Hafıza ve Öğrenme Formlarının Sınıflandırılması:
1. Örtük (prosedürel) bellek. Bilincin katılımını gerektirmez. Herhangi bir eylemin tekrarlanması sonucu oluşur.
A) ilişkisel olmayan öğrenme: alışma ve duyarlılık.
B) ilişkisel öğrenme biçimleri: klasik koşullu refleks (Pavlovsky) ve araçsal (edimsel) koşullu refleks.
2. Açık (bildirimli). Bilincin katılımını gerektirir.
A) epizodik bellek (coğrafi bilgi)
B) anlamsal bellek (dünyanın ve toplumun yapısı hakkında genel bilgi)

Bellek ve mekanizmaları.

Hafıza oluşumu için gerekli beyin yapıları.
Uzun süreli hafızanın mekanizmaları söz konusudur: hipokampus, koku alma beyni, serebral bademcikler, bazal ön beyin. hafıza izleri, korteks b hemisferlerinin ikincil projeksiyon bölgelerinde depolanır ve korteksin bölümlerinin uzmanlığına karşılık gelir. İkincil görsel alanlar görsel hafızayı, işitsel korteks - işitsel vb. Hipokampus, bilgiyi kısa süreli bellekten uzun süreli belleğe çevirmek için gereklidir.

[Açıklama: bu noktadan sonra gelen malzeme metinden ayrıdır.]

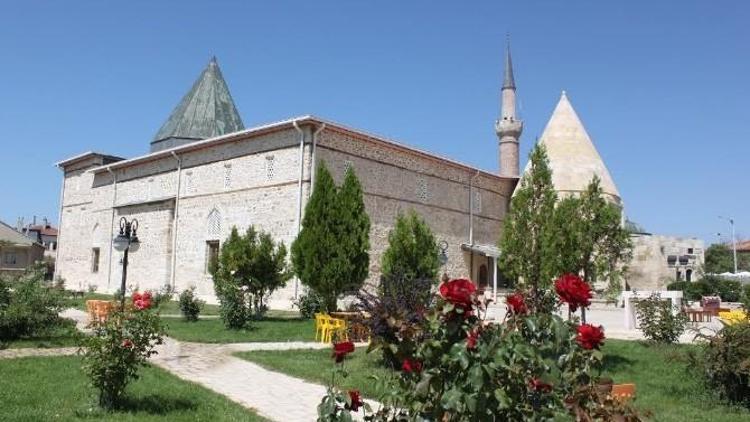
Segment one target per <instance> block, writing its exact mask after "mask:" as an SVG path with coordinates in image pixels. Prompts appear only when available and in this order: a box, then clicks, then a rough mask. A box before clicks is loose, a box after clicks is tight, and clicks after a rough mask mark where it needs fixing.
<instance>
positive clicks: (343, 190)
mask: <svg viewBox="0 0 750 422" xmlns="http://www.w3.org/2000/svg"><path fill="white" fill-rule="evenodd" d="M338 203H339V209H340V213H341V218H340V220H339V223H340V227H341V230H342V236H341V244H340V245H339V246H340V247H341V248H342V250H343V253H344V254H346V255H347V259H346V263H347V269H346V270H347V271H346V272H347V273H348V274H345V275H344V278H345V280H348V282H349V285H348V286H346V289H347V290H348V291H350V292H356V291H358V290H359V289H360V288H361V287H362V284H363V283H364V281H365V279H366V278H367V275H368V274H369V272H370V217H369V216H368V215H367V211H366V210H365V200H364V193H363V192H362V185H361V184H360V183H359V179H358V178H357V175H356V174H355V173H354V170H353V169H352V168H351V167H349V169H348V170H347V171H346V175H345V176H344V183H343V184H342V185H341V190H340V191H339V193H338Z"/></svg>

Duyusal hafıza. Birkaç milisaniye içinde, duyusal sinyaller duyusal bellekte saklanır. Orada kısa süreli belleğe transfer edilmek üzere kodlanırlar veya silinip yeni bilgilerle değiştirilirler. Duyusal hafıza mekanizmaları, duyu organlarının alıcı potansiyelleri ile ilişkilidir. Bilgi vücut için önemli değilse, kısa süreli belleğe aktarılır. Kısa süreli bellek, sözlü olarak kodlanmış bilgileri depolar. Bu belleğin kapasitesi 7 birim bilgidir.

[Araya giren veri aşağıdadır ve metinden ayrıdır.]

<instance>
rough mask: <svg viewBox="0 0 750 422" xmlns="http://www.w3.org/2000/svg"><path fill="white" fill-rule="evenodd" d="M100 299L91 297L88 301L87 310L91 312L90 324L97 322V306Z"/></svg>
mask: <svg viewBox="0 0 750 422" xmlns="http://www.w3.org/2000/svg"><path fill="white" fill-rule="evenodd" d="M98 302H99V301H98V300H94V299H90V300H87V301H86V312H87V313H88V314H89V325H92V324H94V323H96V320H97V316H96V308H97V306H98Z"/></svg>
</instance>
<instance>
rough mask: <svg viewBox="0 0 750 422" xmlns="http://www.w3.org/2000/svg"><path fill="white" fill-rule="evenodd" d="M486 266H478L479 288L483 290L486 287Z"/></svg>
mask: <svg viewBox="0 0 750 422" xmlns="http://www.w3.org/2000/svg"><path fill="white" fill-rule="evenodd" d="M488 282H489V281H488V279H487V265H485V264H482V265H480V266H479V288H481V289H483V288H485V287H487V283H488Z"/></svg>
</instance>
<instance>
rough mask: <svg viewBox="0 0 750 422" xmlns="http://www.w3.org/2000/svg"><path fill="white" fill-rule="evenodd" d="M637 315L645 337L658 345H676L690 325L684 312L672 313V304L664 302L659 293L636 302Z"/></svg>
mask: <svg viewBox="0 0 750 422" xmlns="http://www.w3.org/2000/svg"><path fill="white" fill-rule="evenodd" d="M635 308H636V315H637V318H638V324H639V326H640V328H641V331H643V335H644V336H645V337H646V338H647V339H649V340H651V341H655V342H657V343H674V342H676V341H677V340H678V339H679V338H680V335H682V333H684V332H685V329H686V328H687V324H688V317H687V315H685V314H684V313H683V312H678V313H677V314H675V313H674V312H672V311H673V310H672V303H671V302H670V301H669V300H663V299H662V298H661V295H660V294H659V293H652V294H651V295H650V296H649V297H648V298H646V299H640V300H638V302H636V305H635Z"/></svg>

Kısa süreli hafızanın mekanizmaları. Kısa süreli belleğin kalbinde, neorların (yankı) kapalı devreleri aracılığıyla aksiyon potansiyelinin dolaşımı vardır. Bu istikrarsız bir süreçtir.

Uzun süreli hafıza. Biyolojik olarak önemli bilgiler buraya gelir. Hacmi sınırlı değildir. Süresi beynin ömrü ile sınırlıdır.

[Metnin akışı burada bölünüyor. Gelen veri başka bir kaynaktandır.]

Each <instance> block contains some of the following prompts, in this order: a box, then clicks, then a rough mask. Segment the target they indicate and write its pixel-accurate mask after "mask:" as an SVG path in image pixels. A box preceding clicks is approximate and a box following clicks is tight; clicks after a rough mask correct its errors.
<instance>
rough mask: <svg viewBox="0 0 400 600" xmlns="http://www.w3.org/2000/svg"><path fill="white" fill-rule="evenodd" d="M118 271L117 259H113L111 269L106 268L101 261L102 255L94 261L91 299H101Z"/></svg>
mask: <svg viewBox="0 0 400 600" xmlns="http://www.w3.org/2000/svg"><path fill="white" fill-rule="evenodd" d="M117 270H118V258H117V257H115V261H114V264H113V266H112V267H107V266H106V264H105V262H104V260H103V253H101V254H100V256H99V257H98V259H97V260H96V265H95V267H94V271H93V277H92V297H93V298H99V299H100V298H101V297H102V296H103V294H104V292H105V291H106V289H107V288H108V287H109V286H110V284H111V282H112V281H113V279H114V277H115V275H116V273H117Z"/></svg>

Uzun süreli hafıza mekanizmaları: sinapsogenez ve miyelinlenmeleri. Hipokampal nöronların elektriksel aktivitesi, stimülasyondan sonra bile uzun süre devam edebilir (uzun süreli güçlenme - LTP). LTP'nin uzun süreli bakımı, erken ve geç bellek genlerinde ekspresyonun artmasına neden olur. Bu, proteinlerin sentezine yol açar; presinaptik nöronların uçlarında. Bir arabulucunun serbest bırakılması için aktif bölgelerin sayısı artar, ek akson dalları ortaya çıkar. Yeni akson dallarının bağlandığı (yeni sinapsların oluştuğu) postsinaptik nöronların dendritlerinde ek dikenler büyür. Birlikte, bu sinapsogenezdir.

Amnezi türleri.

1. Retrograd amnezi - beynin, aşırı maruz kalma anından önce beyne giren bilgileri çıkarma yeteneğinin kaybı, beyin hasarı veya şiddetli zehirlenmeden önce biriken bilgi kaybı. Hipnoz altında bu bilgiler çıkarılabilir.

2. Antiretrograd amnezi - yeni bilgileri ezberleyememe. Klinikte Korsakov sendromu var. Bireysel olaylar için hafıza korunur ve yakın zamanda olanlar çabucak unutulur (kronik alkolizm, hipokampus lezyonları).